Gluten is a middle layer responsible for offloading JVM-based SQL engines' execution to native engines.

https://gluten.apache.org/

Apache License 2.0

1.03k stars 368 forks source link

[GLUTEN-5771][VL] Add metrics for ColumnarArrowEvalPythonExec #5772

Closed yma11 closed 1 week ago

yma11 commented 2 weeks ago

What changes were proposed in this pull request?

Add metric for ColumnarArrowEvalPythonExec

(Fixes: #5771)

Spark UI

How was this patch tested?

We tested performance of arrow udf and collected some performance:

from pyspark.sql.functions import pandas_udf, PandasUDFType
import pyspark.sql.functions as F
import os
@pandas_udf('long')
def pandas_plus_one(v):
    return (v + 1)

@pandas_udf('string')
def pd_get_first(v):
    return v.str.split(':').str[1]
# test int
df = spark.read.orc("file:///xx/yy").select("user_id").withColumn("processed_user_id", pandas_plus_one("user_id")).select("processed_user_id")
# test string
df = spark.read.orc("file:///xx/yy").select("url").withColumn("processed_url", pd_get_first("url")).select("processed_url")

The perf shows ~20% perf gain compared with vanilla spark.

github-actions[bot] commented 2 weeks ago

https://github.com/apache/incubator-gluten/issues/5771

FelixYBW commented 2 weeks ago

@yma11 can you add a UI chart for the pyarrow UDF? Also add some implementation details?

In theory we can convert Velox to Arrow in Velox pipeline, then pass the arrow pointer to Spark where it's send to python process.

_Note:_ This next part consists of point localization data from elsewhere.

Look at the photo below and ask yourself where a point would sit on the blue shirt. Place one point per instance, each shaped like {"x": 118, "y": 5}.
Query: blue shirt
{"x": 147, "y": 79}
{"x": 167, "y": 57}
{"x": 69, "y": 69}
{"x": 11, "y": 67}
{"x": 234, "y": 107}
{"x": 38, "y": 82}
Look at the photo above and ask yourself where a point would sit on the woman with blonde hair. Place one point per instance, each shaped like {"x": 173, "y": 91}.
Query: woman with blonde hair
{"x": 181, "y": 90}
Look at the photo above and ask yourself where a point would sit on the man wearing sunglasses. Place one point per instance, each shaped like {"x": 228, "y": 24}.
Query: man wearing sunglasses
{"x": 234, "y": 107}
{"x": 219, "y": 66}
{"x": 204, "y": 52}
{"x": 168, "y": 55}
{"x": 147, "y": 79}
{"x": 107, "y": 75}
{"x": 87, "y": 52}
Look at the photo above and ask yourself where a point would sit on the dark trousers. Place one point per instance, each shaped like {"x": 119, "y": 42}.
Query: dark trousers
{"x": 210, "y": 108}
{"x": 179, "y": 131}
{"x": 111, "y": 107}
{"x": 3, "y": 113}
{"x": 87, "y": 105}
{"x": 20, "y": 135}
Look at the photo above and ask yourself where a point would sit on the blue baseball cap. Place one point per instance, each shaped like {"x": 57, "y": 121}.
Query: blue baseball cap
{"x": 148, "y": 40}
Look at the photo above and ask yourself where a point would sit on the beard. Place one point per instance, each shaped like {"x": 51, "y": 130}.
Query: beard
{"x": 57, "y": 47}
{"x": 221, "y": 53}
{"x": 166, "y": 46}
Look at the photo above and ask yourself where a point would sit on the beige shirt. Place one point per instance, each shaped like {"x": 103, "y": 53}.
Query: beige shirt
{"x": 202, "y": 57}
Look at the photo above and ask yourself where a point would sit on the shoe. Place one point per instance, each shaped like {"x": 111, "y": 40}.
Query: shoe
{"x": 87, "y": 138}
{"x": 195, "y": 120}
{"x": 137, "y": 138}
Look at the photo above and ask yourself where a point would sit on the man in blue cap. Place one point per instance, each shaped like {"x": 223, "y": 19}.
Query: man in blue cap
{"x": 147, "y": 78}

There is no C2R and R2C in the whole process and no memcpy between Velox and Spark. Can we achieve this?

yma11 commented 2 weeks ago

@yma11 can you add a UI chart for the pyarrow UDF? Also add some implementation details?

In theory we can convert Velox to Arrow in Velox pipeline, then pass the arrow pointer to Spark where it's send to python process. There is no C2R and R2C in the whole process and no memcpy between Velox and Spark. Can we achieve this?

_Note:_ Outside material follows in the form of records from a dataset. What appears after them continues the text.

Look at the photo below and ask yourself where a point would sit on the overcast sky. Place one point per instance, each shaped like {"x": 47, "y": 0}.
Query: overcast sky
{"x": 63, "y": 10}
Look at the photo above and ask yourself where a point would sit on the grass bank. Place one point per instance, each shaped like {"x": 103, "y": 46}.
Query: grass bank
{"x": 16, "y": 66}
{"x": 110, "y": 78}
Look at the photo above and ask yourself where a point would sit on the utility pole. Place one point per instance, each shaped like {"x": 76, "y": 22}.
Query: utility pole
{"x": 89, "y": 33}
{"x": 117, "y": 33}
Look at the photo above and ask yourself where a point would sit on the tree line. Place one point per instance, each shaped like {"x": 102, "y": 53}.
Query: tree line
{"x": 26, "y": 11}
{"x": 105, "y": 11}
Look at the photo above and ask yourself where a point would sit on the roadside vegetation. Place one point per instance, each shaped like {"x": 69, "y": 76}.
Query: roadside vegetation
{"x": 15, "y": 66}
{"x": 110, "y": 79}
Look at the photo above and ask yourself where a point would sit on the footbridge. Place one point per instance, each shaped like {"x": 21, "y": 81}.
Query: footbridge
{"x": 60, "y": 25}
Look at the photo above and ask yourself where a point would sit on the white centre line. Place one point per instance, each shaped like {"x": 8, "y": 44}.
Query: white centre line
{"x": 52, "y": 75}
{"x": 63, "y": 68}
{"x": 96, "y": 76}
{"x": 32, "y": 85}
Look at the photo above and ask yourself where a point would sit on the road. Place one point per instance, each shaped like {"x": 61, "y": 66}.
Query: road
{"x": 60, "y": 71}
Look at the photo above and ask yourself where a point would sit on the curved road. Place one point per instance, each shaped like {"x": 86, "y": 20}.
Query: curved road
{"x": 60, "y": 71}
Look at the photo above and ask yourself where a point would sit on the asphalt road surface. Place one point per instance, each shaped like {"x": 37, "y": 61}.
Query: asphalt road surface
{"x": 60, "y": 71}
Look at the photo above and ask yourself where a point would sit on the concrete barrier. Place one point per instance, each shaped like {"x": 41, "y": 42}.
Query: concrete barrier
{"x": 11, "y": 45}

Yes. There is no C2R and R2C in current implementation. There is a VeloxColumnar to Arrow only. But for memcpy, it depends on the arrow bridge. I found there are still some memory allocation at velox for data types like string. Let me add the implementation under the feature track.

yma11 commented 1 week ago

@yma11 can you add a UI chart for the pyarrow UDF? Also add some implementation details? In theory we can convert Velox to Arrow in Velox pipeline, then pass the arrow pointer to Spark where it's send to python process. There is no C2R and R2C in the whole process and no memcpy between Velox and Spark. Can we achieve this?

Yes. There is no C2R and R2C in current implementation. There is a VeloxColumnar to Arrow only. But for memcpy, it depends on the arrow bridge. I found there are still some memory allocation at velox for data types like string. Let me add the implementation under the feature track.

@FelixYBW The implementation details are now added in 5461. Perf data is also wrapped there. FYI.

yma11 commented 1 week ago

I just noticed that this file (ColumnarArrowEvalPythonExec.scala)'s package is package org.apache.spark.api.python which is wrong. Would you like to fix it? @yma11

Fixed.

yma11 commented 1 week ago

@zhztheplayer Please help take a look again. Thanks.